I looked both in the event and make and take sections and decided this topic might fit here.
I apologize to the mods if it doesnt.

I am curious what the yard haunt scene is like in Austin, TX.?
I have visited before participating in a different venue type and seems its more open and free there. Are the code enforcement people overbearing, hard or do they really care?

Thanks

Sean


----------



## SpookySam (Mar 27, 2007)

It totally depends on the neighborhood and HOA. Austin is a big place - what part?


----------



## Sblanck (Sep 13, 2007)

Honestly no clue.
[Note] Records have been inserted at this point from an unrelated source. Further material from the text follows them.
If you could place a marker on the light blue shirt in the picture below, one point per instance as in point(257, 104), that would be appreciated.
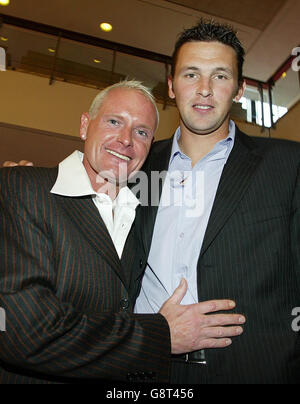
point(186, 202)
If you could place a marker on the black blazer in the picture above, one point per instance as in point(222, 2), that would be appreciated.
point(67, 296)
point(250, 253)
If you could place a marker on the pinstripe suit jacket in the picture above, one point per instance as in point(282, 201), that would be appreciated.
point(66, 293)
point(250, 253)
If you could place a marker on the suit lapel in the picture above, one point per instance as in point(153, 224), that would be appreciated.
point(234, 181)
point(84, 214)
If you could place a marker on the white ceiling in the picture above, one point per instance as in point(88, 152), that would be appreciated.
point(268, 29)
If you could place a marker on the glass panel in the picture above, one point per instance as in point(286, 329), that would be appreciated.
point(286, 91)
point(27, 50)
point(85, 64)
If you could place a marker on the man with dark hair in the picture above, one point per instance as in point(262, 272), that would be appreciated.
point(237, 231)
point(68, 253)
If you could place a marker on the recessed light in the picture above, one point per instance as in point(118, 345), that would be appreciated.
point(106, 27)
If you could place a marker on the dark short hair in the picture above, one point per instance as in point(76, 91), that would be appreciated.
point(212, 31)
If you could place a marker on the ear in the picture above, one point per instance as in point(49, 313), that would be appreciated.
point(240, 92)
point(84, 124)
point(170, 85)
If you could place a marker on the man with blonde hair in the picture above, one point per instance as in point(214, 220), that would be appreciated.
point(67, 253)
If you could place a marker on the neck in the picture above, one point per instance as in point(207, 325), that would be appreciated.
point(197, 146)
point(99, 184)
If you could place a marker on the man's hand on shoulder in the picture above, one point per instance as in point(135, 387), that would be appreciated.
point(193, 327)
point(23, 163)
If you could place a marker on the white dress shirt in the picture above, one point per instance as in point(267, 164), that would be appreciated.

I will however avoid an HOA or ARC subdivision.
I worked for home builders and had to deal with those two groups and I have no time for the little neighborhood politicians.


----------



## SpookySam (Mar 27, 2007)

The neighborhoods I've lived in have embraced the yard haunt I set up. I've never had a complaint and always get questions about what's coming next year. However, I stick to spooky with no gore - I think the gore is more likely to trigger controversy.


----------



## Sblanck (Sep 13, 2007)

I dislike gore as well. I like the Hallowed haunting grounds and Pumpkinrots stuff.
I have always believed its not what the patron can see its what they think they see in the shadows.


----------



## austenandrews (Aug 22, 2010)

I've had good experiences here. (With Britannia Manor in our history, it stands to reason.)


----------



## SirEdward (Oct 6, 2012)

_I have been running a yard haunt in south Austin for 3 years with no problems. The local news has visted some haunts in Round Rock last year there on you tube now._


----------